2021-02-21: NYT is middlebrow. The reason the NYT is so smug, and yet also consistently wrong about everything, is because it is middlebrow.

The NYT has 7.5M subscribers, mostly progressives in the 90-99% range. These people feel very smart, and they are in fact smarter than 90% of the population. So there’s no point bemoaning the fact that the NYT is not about to tell it’s readers that, “Actually, we provide middlebrow news analysis, and if you want brilliant inspired analysis you need to read blogs like SlateStarCodex.”

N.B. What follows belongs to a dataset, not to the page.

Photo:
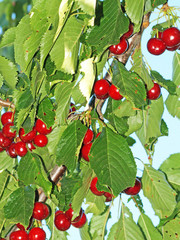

Yes, the NYT story is awful in all the ways that are currently being discussed by its critics, but the fundamental problem is inescapable. Any time a powerful middlebrow entity (which wrongly thinks it’s highbrow) evaluates an actual highbrow entity, you will end up with a mixture of resentment and incomprehension. This case is no different. It’s just how things work.

2022-10-24: NYT pretends to do corrections, but only on things that do not matter.

if you’re willing to correct the spelling of 1 vowel in somebody’s middle name or the location of a statue of a rambunctious horse, you should be willing to correct the erroneous statement, “Researchers find that female-named hurricanes kill 2x as many people as similar male-named hurricanes because some people underestimate them,” or various erroneous economic and education statistics.

For Brooks or Kristof to admit to a non-trivial error, as you suggest they do, would be for their admissions to immediately become high-profile fodder for their critics. And not just then, but forever more — a link to the admission, a quote of it, will be repeated at any occasion when a club to use against their credibility is wanted. But more to the point, such a club will work. It will work because people strongly recall that someone was proven wrong about something and especially they recall when someone admitted to it and, finally, they weight that information very heavily when evaluating credibility.